Must-Read: Narayana Kocherlakota: Three Antidotes to the Brexit Crisis

Must-Read: Correct, IMHO, from the very sharp Narayana Kocherlakota. Now perhaps his successor Neel Kashkari and the other Reserve Bank presidents not named Charlie Evans might give him some back up?

The one thing I do not like is Narayana’s “Granted, there is a risk that such steps will spook markets by signaling that the Fed is concerned about the state of the U.S. financial system.” That sentence seems to me to misread market psychology completely. As I see it–and as the people in markets I talk to say–right now markets are fairly completely spooked by their belief that the Federal Reserve is unconcerned, and takes that lack of concern as a sign of Federal Reserve detachment from reality. Narayana’s following sentences seems to me to be highly likely to be the right take: “I’d say the markets are already pretty spooked” and “By demonstrating that it is paying attention to these obvious signals, the Fed can help to bolster confidence in its economic management”.
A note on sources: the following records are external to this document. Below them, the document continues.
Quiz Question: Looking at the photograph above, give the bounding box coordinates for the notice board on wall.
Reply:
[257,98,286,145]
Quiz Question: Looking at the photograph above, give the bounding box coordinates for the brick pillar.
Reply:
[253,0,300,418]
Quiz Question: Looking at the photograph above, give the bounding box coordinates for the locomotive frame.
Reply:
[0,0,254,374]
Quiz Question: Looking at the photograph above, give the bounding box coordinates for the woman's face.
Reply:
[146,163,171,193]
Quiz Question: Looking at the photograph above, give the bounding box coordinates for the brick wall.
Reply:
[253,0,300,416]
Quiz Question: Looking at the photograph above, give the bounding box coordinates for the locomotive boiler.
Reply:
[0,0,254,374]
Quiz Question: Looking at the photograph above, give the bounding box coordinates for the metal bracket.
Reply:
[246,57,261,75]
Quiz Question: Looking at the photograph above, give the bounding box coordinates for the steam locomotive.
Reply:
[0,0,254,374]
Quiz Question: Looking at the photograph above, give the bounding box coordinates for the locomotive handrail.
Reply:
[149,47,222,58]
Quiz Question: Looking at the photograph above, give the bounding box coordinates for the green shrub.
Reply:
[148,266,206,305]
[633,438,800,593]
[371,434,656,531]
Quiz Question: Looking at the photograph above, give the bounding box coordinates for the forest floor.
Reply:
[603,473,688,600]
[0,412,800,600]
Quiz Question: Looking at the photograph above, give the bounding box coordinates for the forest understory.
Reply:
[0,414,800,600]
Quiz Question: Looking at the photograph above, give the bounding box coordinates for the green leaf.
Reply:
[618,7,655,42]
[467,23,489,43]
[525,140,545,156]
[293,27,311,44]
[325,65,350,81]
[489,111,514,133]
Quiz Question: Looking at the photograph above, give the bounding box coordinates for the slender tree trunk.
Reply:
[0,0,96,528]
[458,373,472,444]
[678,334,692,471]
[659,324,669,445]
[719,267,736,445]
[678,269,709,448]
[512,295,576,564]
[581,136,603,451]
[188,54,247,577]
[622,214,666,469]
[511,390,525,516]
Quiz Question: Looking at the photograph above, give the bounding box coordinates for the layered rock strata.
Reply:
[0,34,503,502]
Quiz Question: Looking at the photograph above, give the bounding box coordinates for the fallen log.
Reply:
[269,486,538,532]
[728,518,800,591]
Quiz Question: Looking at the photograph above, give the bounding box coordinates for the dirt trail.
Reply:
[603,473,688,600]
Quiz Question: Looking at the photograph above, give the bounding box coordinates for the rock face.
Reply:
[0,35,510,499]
Let me stress that, at least from where I sit, that confidence in Federal Reserve economic management is, right now, lacking.

The people I talk to in financial markets tend to say that they believe markets took Stan Fischer on January 5 to be something of a wake-up call with respect to Fed groupthink:

Liesman: When I looked at where the market is priced, the market is priced below where the Fed median forecast is. Quite a bit. Two rate hikes really, if you count them in quarter points. Does that concern you that the market needs to catch up with where the Fed is or is it a matter of you think the Fed needs to recalibrate to where the market is?

Fischer: Well, we watch what the market thinks, but we can’t be led by what the market thinks. We’ve got to make our own analysis. We make our own analysis and our analysis says that the market is underestimating where we are going to be. You know, you can’t rule out that there is some probability they are right because there’s uncertainty. But we think that they are too low.

For eight straight years now the Federal Reserve has been more optimistic than the markets. And for eight straight years now the markets have been closer to being correct. And yet the Federal Reserve still believes that it “can’t be led by what the market thinks” and has “got to make our own analysis”? Why?

Narayana Kocherlakota: Three Antidotes to the Brexit Crisis: “The Fed should ensure that banks have enough loss-absorbing equity capital…

…not allow them to return equity to shareholders…. The measure should apply to all banks, so markets won’t read it as a signal about individual institutions’ relative strength. Second, there’s a risk that investors’ flight to safe assets could develop into a broader credit freeze. To mitigate this, the Fed should lower its short-term interest-rate target…. Finally, the Fed should consider reviving the Term Auction Facility, which allows banks to borrow funds from the central bank with less of the stigma…. Granted, there is a risk that such steps will spook markets by signaling that the Fed is concerned about the state of the U.S. financial system. That said, as an outsider who gets much of his information from Twitter, I’d say the markets are already pretty spooked. By demonstrating that it is paying attention to these obvious signals, the Fed can help to bolster confidence in its economic management. One important lesson of the last financial crisis is that the guarantors of stability must be proactive if they want to be effective. It’s time for the Fed to put that lesson into practice.